An experimental large language model (LLM) developed by OpenAI has achieved gold medal-level performance at the 2025 International Mathematical Olympiad (IMO), marking a significant milestone in artificial intelligence capabilities. The achievement, announced by OpenAI research scientist Alexander Wei, demonstrates the model's ability to solve complex mathematical problems requiring human-like reasoning and intricate proof construction. This development has initiated discussions within the mathematical community regarding the comparability of AI and human performance in such demanding intellectual competitions.
OpenAI's model successfully solved five out of the six problems presented in the IMO 2025, securing a score of 35 out of a possible 42 points. The evaluation was conducted under strict competition conditions, mirroring those faced by human contestants: the model operated without internet access or external tools, read official problem statements, and generated natural language proofs. These proofs were subsequently graded by a panel of former IMO medalists, who reached a unanimous consensus on the scores.
This breakthrough is particularly notable as previous AI models have struggled to achieve even bronze medal levels in the IMO, which demands creative problem-solving beyond rote computation. Alexander Wei stated on X that the model "can craft intricate, watertight arguments at the level of human mathematicians," highlighting a significant leap in AI's reasoning abilities. The success underscores AI's growing capacity to tackle challenges traditionally considered exclusive to human intellect.

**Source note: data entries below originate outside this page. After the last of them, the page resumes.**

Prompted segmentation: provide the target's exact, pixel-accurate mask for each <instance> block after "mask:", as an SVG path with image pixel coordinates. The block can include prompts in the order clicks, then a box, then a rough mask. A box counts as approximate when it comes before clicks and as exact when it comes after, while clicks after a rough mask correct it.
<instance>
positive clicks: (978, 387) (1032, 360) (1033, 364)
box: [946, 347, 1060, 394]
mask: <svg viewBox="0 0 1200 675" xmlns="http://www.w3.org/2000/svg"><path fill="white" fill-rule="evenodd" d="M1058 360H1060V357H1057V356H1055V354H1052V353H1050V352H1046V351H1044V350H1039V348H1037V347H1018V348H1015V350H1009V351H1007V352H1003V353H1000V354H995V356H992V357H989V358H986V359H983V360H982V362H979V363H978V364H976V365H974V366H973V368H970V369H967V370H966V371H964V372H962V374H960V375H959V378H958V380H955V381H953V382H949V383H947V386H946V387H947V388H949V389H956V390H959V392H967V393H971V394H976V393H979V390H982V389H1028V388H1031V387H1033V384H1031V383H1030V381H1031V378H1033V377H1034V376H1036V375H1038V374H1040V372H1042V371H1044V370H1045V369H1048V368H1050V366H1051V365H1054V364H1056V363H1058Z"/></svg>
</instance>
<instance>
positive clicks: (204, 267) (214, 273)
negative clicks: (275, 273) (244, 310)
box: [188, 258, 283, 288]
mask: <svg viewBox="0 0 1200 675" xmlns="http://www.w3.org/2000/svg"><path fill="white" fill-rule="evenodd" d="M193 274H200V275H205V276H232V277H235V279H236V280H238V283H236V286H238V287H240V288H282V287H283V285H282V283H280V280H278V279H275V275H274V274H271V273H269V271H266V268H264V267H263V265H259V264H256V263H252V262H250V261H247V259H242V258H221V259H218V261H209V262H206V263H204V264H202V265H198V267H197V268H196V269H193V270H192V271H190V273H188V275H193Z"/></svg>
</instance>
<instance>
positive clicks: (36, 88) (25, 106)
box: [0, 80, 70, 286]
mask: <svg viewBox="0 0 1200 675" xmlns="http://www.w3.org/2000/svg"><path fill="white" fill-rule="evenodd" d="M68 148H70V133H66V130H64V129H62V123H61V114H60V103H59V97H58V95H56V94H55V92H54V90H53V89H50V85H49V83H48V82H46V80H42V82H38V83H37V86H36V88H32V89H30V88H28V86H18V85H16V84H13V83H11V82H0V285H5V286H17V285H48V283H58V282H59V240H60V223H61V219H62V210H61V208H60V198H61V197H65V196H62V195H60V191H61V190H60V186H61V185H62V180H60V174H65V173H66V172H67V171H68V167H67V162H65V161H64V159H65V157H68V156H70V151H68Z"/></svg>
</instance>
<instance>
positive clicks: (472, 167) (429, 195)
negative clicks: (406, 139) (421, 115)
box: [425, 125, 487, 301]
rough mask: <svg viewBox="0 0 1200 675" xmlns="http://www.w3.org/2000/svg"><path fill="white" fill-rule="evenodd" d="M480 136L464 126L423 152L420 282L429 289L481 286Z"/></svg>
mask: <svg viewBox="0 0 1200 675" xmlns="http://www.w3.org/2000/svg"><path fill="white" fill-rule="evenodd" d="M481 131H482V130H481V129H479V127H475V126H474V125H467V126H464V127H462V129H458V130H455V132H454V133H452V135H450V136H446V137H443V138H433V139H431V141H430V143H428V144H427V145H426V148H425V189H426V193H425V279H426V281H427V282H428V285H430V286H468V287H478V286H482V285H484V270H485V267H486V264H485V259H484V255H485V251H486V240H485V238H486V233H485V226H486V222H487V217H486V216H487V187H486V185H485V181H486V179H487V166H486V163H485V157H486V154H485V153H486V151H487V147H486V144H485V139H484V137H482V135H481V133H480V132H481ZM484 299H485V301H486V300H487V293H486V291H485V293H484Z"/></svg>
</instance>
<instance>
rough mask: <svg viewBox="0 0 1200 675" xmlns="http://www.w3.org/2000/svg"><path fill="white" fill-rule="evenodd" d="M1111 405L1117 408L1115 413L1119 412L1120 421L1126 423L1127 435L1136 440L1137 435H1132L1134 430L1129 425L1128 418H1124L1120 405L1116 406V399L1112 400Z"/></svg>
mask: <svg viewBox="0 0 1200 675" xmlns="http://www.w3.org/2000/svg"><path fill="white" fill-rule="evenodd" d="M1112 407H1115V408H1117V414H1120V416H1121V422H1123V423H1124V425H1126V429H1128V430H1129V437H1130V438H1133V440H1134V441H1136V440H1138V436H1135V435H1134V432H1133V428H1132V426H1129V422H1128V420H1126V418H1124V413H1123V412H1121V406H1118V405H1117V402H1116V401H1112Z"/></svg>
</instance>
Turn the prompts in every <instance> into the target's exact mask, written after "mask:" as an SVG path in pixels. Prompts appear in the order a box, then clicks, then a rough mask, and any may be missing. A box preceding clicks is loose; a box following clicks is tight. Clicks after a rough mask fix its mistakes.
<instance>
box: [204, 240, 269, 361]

However, the achievement has prompted a nuanced response from prominent mathematicians, including Fields Medalist Terence Tao. As noted in a tweet by Rota, Tao has weighed in on the "supposed Gold from OpenAI at IMO," urging caution in making direct "apples-to-apples comparisons" between AI and human performance. Tao's perspective suggests that while impressive, the AI's method of problem-solving and the testing methodology might differ fundamentally from human competition, making direct equivalence challenging without further controlled tests.
OpenAI has clarified that the gold-medal performing LLM is an experimental research model and is not planned for public release in its current form for several months. This ongoing development signifies a rapid advancement in AI's ability to engage with high-level mathematical reasoning, potentially paving the way for future applications in scientific research and complex problem-solving.